#y=tanx^(cot(x/2))#.
Taking natural log, #lny=ln{tanx^(cot(x/2))}, i.e.,#
#lny=cot(x/2)lntanx#.
Diff.ing w.r.t. #x#,
#d/dxlny=d/dx{cot(x/2)lntanx}......(star)#.
Here, by the Chain Rule,
#d/dxlny=d/dylny*dy/dx=1/y*dy/dx...................(star^1)#.

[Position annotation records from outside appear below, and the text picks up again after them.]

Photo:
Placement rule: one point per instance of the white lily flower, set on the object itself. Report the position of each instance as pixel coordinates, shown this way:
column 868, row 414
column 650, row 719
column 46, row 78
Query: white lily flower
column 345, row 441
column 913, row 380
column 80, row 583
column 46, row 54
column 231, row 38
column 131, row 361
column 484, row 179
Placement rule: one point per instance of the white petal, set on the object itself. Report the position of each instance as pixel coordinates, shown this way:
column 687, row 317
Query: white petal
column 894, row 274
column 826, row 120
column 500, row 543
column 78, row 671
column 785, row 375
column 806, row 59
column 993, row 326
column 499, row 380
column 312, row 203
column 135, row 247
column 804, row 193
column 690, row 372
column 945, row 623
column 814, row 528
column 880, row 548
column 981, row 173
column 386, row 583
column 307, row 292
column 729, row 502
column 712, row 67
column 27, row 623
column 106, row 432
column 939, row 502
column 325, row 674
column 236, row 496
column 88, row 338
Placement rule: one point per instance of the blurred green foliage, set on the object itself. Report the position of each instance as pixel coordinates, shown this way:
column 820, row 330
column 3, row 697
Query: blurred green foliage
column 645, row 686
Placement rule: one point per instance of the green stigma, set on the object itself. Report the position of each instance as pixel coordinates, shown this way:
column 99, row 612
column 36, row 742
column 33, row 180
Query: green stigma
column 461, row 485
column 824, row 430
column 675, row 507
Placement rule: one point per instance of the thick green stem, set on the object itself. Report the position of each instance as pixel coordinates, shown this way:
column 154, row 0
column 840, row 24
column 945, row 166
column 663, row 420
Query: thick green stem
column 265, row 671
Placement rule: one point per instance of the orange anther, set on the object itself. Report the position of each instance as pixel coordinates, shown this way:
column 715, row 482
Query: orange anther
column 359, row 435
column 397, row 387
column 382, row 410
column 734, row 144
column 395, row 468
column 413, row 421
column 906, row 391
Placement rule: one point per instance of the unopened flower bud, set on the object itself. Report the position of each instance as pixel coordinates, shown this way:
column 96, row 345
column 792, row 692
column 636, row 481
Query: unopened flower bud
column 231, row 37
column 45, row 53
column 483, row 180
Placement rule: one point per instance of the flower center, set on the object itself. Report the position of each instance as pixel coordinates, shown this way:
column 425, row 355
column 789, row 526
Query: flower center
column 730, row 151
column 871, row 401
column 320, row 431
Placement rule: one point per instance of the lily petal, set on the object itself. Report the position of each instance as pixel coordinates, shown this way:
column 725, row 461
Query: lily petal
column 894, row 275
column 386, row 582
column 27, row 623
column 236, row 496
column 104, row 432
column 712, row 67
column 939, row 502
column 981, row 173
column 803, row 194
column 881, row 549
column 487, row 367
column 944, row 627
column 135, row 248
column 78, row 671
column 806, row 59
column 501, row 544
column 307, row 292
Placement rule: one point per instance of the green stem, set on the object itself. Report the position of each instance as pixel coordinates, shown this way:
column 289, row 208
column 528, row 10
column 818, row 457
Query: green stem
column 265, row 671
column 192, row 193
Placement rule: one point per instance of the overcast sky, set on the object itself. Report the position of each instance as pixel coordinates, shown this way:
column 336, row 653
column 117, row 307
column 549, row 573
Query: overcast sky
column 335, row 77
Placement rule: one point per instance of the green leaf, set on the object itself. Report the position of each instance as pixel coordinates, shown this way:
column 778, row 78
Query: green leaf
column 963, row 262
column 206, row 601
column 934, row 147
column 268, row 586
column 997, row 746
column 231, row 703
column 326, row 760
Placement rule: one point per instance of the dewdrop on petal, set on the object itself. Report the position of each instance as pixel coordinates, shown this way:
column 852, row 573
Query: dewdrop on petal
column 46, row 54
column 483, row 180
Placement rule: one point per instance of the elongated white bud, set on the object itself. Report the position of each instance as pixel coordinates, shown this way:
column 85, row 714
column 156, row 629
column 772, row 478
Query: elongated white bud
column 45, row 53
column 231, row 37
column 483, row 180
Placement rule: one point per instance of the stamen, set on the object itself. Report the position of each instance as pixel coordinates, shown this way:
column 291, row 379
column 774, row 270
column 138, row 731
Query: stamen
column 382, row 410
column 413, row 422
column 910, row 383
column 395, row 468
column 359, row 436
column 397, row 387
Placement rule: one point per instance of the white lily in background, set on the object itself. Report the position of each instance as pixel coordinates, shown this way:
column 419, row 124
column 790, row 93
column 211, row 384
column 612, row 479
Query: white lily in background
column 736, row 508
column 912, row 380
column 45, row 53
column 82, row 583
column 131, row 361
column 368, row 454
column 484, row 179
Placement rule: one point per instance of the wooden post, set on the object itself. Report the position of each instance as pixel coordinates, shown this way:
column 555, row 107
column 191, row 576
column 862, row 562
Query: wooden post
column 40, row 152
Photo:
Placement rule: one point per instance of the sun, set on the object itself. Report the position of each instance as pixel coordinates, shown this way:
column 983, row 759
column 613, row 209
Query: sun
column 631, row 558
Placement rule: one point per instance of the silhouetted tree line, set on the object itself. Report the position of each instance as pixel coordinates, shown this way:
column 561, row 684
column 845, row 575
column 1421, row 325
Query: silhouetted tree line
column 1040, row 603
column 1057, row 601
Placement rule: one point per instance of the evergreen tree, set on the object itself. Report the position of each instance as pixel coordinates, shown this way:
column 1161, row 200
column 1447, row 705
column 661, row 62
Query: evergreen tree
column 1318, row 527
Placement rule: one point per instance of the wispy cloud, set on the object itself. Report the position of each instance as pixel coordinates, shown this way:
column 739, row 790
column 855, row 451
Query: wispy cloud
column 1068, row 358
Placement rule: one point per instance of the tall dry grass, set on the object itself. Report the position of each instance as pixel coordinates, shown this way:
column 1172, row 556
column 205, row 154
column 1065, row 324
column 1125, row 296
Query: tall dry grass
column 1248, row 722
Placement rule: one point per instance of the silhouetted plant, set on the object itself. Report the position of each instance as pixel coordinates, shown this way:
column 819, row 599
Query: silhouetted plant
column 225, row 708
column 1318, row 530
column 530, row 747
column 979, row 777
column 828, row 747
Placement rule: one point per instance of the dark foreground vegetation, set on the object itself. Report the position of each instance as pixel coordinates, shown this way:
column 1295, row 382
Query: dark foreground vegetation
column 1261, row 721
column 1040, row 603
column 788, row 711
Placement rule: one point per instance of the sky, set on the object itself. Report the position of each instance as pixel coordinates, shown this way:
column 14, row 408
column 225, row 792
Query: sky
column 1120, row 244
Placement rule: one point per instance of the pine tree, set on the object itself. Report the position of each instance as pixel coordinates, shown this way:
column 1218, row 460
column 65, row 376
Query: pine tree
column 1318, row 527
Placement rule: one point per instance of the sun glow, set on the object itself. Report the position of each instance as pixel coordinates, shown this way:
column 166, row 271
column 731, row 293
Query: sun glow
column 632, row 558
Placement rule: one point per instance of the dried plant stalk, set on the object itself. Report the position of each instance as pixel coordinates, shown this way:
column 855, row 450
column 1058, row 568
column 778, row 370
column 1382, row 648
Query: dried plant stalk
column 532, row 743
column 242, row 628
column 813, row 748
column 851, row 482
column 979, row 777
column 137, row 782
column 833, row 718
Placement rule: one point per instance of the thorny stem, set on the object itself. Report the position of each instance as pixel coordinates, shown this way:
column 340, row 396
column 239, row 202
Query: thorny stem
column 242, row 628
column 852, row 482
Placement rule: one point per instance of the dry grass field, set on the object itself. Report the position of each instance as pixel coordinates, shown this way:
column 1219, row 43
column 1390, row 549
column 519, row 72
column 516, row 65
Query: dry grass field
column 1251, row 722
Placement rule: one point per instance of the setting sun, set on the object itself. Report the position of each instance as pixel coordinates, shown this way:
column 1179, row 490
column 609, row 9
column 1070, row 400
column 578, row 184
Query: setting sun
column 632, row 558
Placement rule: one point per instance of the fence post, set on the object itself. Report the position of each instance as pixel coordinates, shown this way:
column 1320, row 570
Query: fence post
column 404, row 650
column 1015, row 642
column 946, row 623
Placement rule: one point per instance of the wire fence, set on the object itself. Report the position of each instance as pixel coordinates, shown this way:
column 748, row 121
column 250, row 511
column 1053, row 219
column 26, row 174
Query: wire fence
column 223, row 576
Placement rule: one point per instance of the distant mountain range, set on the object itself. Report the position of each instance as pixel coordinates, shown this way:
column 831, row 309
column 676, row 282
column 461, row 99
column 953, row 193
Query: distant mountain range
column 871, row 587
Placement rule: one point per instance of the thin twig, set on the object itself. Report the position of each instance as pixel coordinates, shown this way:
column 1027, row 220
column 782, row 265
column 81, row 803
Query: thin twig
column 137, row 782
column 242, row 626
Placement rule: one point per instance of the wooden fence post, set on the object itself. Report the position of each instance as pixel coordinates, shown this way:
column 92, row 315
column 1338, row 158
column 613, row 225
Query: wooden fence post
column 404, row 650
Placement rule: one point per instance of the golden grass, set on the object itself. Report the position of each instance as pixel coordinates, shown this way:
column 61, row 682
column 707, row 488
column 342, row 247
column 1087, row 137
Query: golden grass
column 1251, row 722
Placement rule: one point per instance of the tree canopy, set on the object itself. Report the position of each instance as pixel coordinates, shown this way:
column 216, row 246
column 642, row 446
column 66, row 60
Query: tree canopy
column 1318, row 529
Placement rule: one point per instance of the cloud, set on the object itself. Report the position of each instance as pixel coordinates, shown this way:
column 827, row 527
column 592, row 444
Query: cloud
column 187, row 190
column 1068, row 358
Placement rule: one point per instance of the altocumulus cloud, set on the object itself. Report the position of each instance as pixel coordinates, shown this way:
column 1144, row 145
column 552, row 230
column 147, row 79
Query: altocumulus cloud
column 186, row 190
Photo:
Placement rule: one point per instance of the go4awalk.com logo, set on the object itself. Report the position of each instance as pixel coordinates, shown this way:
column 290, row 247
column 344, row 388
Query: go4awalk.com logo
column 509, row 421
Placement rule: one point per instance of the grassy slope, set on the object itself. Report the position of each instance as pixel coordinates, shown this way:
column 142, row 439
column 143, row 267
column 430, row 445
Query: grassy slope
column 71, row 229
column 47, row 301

Next, using the Product Rule, we have,
# d/dx{cot(x/2)lntanx}#,
#=cot(x/2)*d/dxlntanx+lntanx*d/dxcot(x/2)#,
#=cot(x/2)*1/tanx*d/dxtanx+(lntanx){-csc^2(x/2)}*d/dx(x/2)#,
#=cot(x/2)*1/tanx*sec^2x-1/2*csc^2(x/2)*lntanx#,
#=cot(x/2)*(1+tan^2x)/tanx-1/2csc^2(x/2)lntanx#,
#=cot(x/2)(1/tanx+tan^2x/tanx)-1/2csc^2(x/2)lntanx#,
#=cot(x/2)(cotx+tanx)-1/2csc^2(x/2)lntanx.............(star^2)#.
Utilising #(star^1) and (star^2)" in "(star)#, we have,
#dy/dx=y{cot(x/2)(cotx+tanx)-1/2csc^2(x/2)lntanx}, or, #
#dy/dx=tanx^(cot(x/2)){cot(x/2)(cotx+tanx)-1/2csc^2(x/2)lntanx}#.